One question I’m positive will appear in my mailbox is: “If
you manage the switch cluster via one IP address and if I telnet to that IP
address, I end up at the prime switch for the cluster; how do I configure a
remote switch from the command line?” Worry not, young admin, Cisco has considered
your plight and provided a solution. If you telnet to the management switch
for a cluster and want to configure a port on another switch in that cluster,
you need to know the cluster number of the switch you wish to configure. You
can find this out by entering, “show cluster members”, on the main switch. Once
you’ve found the number for the switch you want, enter the command, “rcommand
#”, where # is the switch number.
Sweet and Sturdy
Overall, this is a sweet set of boxes. I liked the 2900 when
it came out. The 3500 built on the success of the 2900 while still retaining
the main capability that set the 3000s apart from the other switches, the clustering.

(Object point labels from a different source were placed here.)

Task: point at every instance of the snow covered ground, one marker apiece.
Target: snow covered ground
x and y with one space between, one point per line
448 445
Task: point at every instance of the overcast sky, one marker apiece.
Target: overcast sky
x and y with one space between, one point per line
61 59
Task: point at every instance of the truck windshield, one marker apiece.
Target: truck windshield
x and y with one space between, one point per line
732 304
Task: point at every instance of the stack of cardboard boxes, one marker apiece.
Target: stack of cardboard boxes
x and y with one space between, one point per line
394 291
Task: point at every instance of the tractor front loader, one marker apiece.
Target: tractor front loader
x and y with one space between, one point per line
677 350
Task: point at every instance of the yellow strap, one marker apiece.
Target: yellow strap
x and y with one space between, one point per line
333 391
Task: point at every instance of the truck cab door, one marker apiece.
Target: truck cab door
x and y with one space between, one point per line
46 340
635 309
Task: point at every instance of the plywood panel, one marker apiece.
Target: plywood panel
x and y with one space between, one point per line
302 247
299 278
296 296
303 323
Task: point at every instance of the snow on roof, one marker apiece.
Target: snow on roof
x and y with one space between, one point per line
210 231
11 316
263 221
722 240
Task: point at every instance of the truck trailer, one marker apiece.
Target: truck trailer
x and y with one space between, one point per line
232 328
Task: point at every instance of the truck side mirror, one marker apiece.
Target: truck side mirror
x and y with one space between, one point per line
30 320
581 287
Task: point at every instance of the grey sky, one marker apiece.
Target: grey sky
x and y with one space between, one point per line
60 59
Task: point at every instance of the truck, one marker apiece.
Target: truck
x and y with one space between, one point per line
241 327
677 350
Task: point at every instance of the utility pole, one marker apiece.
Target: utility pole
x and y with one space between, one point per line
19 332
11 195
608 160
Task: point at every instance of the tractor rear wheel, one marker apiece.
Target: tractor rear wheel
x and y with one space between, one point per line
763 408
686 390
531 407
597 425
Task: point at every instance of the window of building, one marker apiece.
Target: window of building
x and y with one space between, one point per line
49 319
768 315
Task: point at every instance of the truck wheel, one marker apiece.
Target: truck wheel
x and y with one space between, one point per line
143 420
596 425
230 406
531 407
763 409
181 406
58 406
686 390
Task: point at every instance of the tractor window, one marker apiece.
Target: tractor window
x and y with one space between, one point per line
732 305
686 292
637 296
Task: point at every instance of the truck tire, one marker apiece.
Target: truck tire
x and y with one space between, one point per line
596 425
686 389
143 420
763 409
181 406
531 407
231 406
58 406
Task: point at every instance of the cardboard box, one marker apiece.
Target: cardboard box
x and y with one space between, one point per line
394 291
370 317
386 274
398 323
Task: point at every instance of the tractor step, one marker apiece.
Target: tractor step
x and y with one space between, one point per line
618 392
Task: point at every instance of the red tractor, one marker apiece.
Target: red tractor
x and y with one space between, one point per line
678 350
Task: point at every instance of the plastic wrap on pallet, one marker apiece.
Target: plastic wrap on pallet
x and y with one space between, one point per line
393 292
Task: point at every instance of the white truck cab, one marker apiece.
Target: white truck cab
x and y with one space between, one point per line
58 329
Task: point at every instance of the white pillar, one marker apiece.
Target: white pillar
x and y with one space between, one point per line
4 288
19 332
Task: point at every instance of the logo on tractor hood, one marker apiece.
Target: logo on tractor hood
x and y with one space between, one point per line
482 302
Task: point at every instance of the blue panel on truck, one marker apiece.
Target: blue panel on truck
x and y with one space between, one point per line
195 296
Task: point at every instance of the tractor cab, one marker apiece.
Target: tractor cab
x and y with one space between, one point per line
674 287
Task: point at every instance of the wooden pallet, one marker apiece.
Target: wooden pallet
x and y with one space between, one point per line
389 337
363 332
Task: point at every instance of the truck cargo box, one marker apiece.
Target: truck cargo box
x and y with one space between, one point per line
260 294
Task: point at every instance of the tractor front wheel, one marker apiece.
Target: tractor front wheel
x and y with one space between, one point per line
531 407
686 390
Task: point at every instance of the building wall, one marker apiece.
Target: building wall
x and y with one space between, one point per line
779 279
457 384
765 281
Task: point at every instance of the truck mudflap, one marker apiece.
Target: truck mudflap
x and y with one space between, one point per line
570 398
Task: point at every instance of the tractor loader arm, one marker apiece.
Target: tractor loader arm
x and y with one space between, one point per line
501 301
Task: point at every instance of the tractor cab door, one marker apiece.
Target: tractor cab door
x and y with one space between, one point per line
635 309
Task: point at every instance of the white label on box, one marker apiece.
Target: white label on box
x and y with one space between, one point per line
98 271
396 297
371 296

If you think about it, 1,248 ports is a ton of ports—more than any organization
I’ve ever seen needed in one closet. The 3500 has a robust backplane to provide
for a massive amount of throughput at an economical cost. Costs will vary by
vendor and purchase levels but a quick check on the Internet showed the 3512
available for $1,800. On the down side, this is still a complex device and will
take time and effort to learn how to configure best to fit your organization.
The graphical interface makes things a bit easier for the novice and a lot easier
for someone already familiar with the workings of the device.